As I took another step forward, the door in front of me opened, and I looked into the intense glare of another chemical lamp.

“Oh, it’s you!” Macmillan said impatiently. “I did hear that Edward had kicked you to death out in the drive. Now, I suppose I’ll have to do the job myself.”

CHAPTER THIRTY FIVE

“So Michael’s bomb is down there, is it?” Macmillan grunted. Keeping the gun in his left hand, he passed me the chemical lamp and looked at his pocket watch. “If what you say is right, there’s plenty of time to get up to the helicopter.”

“I suppose it will have to be the hero’s welcome for you in Moscow,” I said bitterly. Now I was out of the deepest cellar in the house, I could hear the rattle of the guns again outside, and the regular thump of the artillery.

“In God’s name, dear boy, not Moscow!” Macmillan cried with mock horror. “The problem with you historian chappies is that you spend so much time fussing about with the past that never understand what’s going on around you.” He laughed easily. He must have caught the look on my face, because he stopped his gradual progress towards the door and leaned against a wine rack.

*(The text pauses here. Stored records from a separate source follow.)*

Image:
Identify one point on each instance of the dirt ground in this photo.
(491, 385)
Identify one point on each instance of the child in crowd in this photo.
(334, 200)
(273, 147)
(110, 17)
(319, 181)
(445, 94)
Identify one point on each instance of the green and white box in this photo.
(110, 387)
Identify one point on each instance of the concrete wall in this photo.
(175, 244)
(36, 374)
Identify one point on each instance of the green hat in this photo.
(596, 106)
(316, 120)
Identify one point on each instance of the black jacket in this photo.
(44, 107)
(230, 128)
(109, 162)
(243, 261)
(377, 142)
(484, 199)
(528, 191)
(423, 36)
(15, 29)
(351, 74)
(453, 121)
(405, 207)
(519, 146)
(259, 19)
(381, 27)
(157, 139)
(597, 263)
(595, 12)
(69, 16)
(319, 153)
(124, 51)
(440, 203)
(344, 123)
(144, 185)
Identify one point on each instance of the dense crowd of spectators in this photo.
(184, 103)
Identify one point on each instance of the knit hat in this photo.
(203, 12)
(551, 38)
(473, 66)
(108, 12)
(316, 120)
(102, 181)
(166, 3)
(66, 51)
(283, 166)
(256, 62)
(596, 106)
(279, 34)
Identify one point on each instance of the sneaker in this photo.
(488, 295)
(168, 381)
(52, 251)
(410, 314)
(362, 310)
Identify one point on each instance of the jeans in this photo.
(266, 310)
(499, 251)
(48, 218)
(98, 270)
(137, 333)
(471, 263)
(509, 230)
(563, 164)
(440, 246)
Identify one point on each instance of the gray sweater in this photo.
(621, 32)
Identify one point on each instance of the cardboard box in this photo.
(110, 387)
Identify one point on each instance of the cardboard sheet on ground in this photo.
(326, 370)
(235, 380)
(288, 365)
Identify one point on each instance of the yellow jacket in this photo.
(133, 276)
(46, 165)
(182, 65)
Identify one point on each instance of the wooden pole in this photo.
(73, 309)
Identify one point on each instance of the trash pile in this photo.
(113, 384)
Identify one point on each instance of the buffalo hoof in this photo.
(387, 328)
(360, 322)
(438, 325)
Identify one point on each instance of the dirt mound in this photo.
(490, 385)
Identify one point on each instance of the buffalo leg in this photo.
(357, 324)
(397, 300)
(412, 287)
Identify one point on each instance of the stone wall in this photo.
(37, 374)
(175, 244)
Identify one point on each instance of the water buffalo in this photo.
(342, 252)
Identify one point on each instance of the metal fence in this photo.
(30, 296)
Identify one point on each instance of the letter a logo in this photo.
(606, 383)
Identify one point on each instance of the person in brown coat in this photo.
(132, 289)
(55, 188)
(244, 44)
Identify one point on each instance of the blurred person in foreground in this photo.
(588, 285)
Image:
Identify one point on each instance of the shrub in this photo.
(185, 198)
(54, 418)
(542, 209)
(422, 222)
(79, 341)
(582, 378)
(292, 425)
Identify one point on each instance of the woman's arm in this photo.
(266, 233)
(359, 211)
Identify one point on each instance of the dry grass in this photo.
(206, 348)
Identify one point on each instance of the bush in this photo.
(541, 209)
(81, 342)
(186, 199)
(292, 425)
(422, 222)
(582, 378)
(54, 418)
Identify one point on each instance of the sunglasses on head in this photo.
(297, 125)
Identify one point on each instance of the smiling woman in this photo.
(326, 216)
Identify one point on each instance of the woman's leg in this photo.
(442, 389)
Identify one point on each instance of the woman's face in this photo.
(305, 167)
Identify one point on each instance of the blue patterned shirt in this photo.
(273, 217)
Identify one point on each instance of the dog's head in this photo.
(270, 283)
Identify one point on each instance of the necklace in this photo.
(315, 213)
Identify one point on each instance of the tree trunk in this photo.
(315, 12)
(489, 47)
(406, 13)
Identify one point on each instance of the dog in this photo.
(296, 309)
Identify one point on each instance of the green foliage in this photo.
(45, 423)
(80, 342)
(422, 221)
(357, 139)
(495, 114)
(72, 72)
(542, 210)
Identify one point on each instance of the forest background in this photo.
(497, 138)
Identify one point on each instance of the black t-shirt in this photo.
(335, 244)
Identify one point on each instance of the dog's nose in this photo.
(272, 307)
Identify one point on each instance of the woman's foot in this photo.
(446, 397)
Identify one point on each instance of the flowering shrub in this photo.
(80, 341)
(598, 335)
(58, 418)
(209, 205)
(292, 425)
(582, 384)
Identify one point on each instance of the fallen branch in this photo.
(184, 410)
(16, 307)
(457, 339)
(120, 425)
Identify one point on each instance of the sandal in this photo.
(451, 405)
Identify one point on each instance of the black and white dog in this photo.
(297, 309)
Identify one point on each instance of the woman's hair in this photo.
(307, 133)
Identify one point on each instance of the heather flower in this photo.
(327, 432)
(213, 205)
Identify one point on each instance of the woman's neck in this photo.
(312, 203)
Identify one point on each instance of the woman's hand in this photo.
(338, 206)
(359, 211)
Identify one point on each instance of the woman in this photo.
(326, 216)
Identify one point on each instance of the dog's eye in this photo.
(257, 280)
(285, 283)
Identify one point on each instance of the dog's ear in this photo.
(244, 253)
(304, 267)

“Oh, Anthony, Anthony,” he sighed. “It’s rather late for telling you anything at all. But a statesman’s plain duty is to inform those he would lead—even if the leading isn’t to be for very much longer. Listen, boy, did it never strike you as a little odd that I should be pressing on in a plot that had long since been about as confidential as the tips in The Racing Post? For months now, we’ve had Powell sniffing about, not to mention those silly Americans. Yet there I was, still plotting away and hurrying things forward.

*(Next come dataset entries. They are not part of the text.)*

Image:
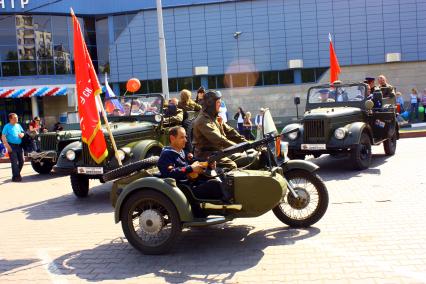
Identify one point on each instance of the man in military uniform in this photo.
(172, 114)
(324, 96)
(371, 86)
(387, 89)
(211, 134)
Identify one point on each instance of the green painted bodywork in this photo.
(166, 186)
(257, 191)
(352, 116)
(299, 164)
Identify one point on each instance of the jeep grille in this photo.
(48, 141)
(314, 131)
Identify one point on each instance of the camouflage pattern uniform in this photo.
(210, 136)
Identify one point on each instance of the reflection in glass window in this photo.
(10, 68)
(28, 68)
(44, 45)
(59, 23)
(185, 83)
(211, 82)
(196, 83)
(270, 78)
(8, 53)
(173, 85)
(286, 77)
(239, 80)
(308, 75)
(45, 68)
(220, 81)
(7, 37)
(154, 86)
(42, 23)
(62, 63)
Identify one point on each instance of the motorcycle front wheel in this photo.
(311, 203)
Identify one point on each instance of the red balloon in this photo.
(133, 85)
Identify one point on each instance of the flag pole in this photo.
(111, 137)
(114, 146)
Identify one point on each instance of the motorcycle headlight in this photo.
(121, 154)
(70, 154)
(340, 133)
(293, 135)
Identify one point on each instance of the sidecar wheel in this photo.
(150, 222)
(311, 204)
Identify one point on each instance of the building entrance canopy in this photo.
(17, 93)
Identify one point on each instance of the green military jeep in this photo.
(342, 119)
(51, 145)
(139, 129)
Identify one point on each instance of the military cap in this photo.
(324, 91)
(201, 90)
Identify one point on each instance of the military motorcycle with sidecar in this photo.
(154, 210)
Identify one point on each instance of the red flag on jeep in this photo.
(88, 87)
(334, 63)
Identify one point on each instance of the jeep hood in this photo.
(69, 134)
(332, 112)
(119, 128)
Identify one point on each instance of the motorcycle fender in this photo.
(63, 162)
(166, 187)
(299, 164)
(140, 149)
(354, 133)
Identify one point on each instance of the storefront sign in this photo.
(11, 3)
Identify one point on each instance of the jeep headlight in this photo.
(121, 154)
(293, 135)
(340, 133)
(70, 155)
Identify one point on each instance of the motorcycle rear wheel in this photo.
(299, 213)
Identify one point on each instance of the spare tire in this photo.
(130, 168)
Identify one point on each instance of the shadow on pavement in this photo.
(200, 254)
(338, 168)
(8, 265)
(97, 202)
(34, 177)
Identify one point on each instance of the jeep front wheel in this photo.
(361, 153)
(80, 185)
(390, 145)
(42, 167)
(292, 155)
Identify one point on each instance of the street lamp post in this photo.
(162, 44)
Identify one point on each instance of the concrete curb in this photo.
(6, 160)
(412, 134)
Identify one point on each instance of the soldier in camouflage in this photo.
(211, 134)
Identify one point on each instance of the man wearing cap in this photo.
(387, 89)
(12, 135)
(324, 93)
(211, 134)
(258, 121)
(371, 86)
(200, 95)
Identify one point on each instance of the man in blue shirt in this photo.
(175, 163)
(12, 135)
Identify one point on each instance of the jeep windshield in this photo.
(137, 107)
(340, 95)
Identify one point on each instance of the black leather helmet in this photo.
(209, 102)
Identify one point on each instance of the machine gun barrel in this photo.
(240, 148)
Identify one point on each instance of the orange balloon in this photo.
(133, 85)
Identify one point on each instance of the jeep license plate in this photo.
(313, 147)
(90, 170)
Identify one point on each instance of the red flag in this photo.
(88, 88)
(334, 63)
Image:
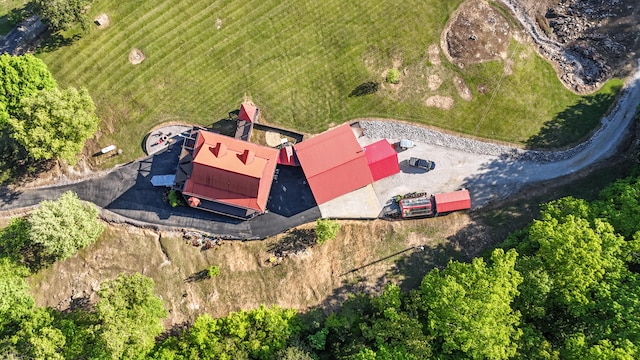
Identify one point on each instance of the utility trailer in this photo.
(422, 205)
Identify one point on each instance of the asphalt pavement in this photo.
(128, 192)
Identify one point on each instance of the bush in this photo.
(174, 200)
(213, 271)
(326, 229)
(393, 76)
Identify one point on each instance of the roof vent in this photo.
(247, 156)
(219, 150)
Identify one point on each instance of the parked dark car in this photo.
(404, 144)
(427, 165)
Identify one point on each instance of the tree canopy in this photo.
(22, 76)
(470, 306)
(64, 226)
(62, 14)
(130, 317)
(55, 123)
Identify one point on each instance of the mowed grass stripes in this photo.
(299, 61)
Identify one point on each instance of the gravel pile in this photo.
(395, 130)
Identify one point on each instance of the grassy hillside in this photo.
(299, 61)
(5, 7)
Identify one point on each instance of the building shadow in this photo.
(573, 124)
(290, 193)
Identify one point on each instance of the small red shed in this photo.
(382, 159)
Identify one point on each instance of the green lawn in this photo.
(299, 61)
(5, 7)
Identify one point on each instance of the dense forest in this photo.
(566, 286)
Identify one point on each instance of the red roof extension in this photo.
(457, 200)
(334, 163)
(248, 112)
(382, 159)
(231, 171)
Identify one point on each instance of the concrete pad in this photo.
(360, 204)
(162, 138)
(451, 172)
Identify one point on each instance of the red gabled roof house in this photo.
(333, 163)
(229, 176)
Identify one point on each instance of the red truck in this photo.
(423, 206)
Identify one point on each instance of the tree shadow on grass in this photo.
(573, 124)
(366, 88)
(412, 268)
(54, 41)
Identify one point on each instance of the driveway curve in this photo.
(490, 172)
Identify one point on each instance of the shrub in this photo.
(213, 271)
(326, 229)
(393, 76)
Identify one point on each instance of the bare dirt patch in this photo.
(440, 102)
(434, 54)
(434, 82)
(102, 21)
(476, 33)
(364, 257)
(463, 89)
(136, 56)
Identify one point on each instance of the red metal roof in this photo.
(248, 112)
(231, 171)
(334, 163)
(382, 159)
(287, 156)
(457, 200)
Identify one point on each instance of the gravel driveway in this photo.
(491, 171)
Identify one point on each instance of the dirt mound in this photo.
(136, 56)
(434, 82)
(463, 89)
(476, 33)
(434, 54)
(102, 21)
(440, 102)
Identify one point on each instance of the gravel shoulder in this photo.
(491, 171)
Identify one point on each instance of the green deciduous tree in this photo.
(22, 76)
(13, 238)
(575, 254)
(470, 307)
(55, 123)
(37, 337)
(15, 300)
(130, 317)
(256, 334)
(620, 204)
(64, 226)
(62, 14)
(326, 229)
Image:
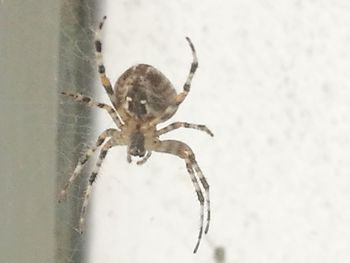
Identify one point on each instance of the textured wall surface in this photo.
(273, 85)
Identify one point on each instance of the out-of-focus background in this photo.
(273, 86)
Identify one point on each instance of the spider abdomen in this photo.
(143, 92)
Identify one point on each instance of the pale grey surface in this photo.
(273, 85)
(28, 108)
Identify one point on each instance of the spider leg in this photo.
(144, 159)
(92, 103)
(176, 125)
(84, 158)
(186, 88)
(100, 65)
(114, 141)
(183, 151)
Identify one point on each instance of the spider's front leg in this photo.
(84, 158)
(100, 65)
(186, 88)
(183, 151)
(114, 141)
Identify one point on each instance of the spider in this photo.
(141, 99)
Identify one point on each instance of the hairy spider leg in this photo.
(100, 65)
(92, 103)
(84, 158)
(114, 141)
(177, 125)
(183, 151)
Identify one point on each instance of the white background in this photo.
(273, 85)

“Well, on the one hand, there always was the chance that I could outrun everyone else. Halifax is still out of England. I still have all the authority of a Foreign Secretary. On the other—and I did hear Michael telling you in the billiard room about Plan A—I have always had a Plan B. In a few minutes, I will get into my helicopter and have myself put down just outside what I judge to be the maximum blast area from Michael’s bomb. I shall have a pile of recovered nuclear secrets, and be the only survivor of a most dastardly plot that only I was able to foil.” He stared again into my face and laughed so that his moustache quivered.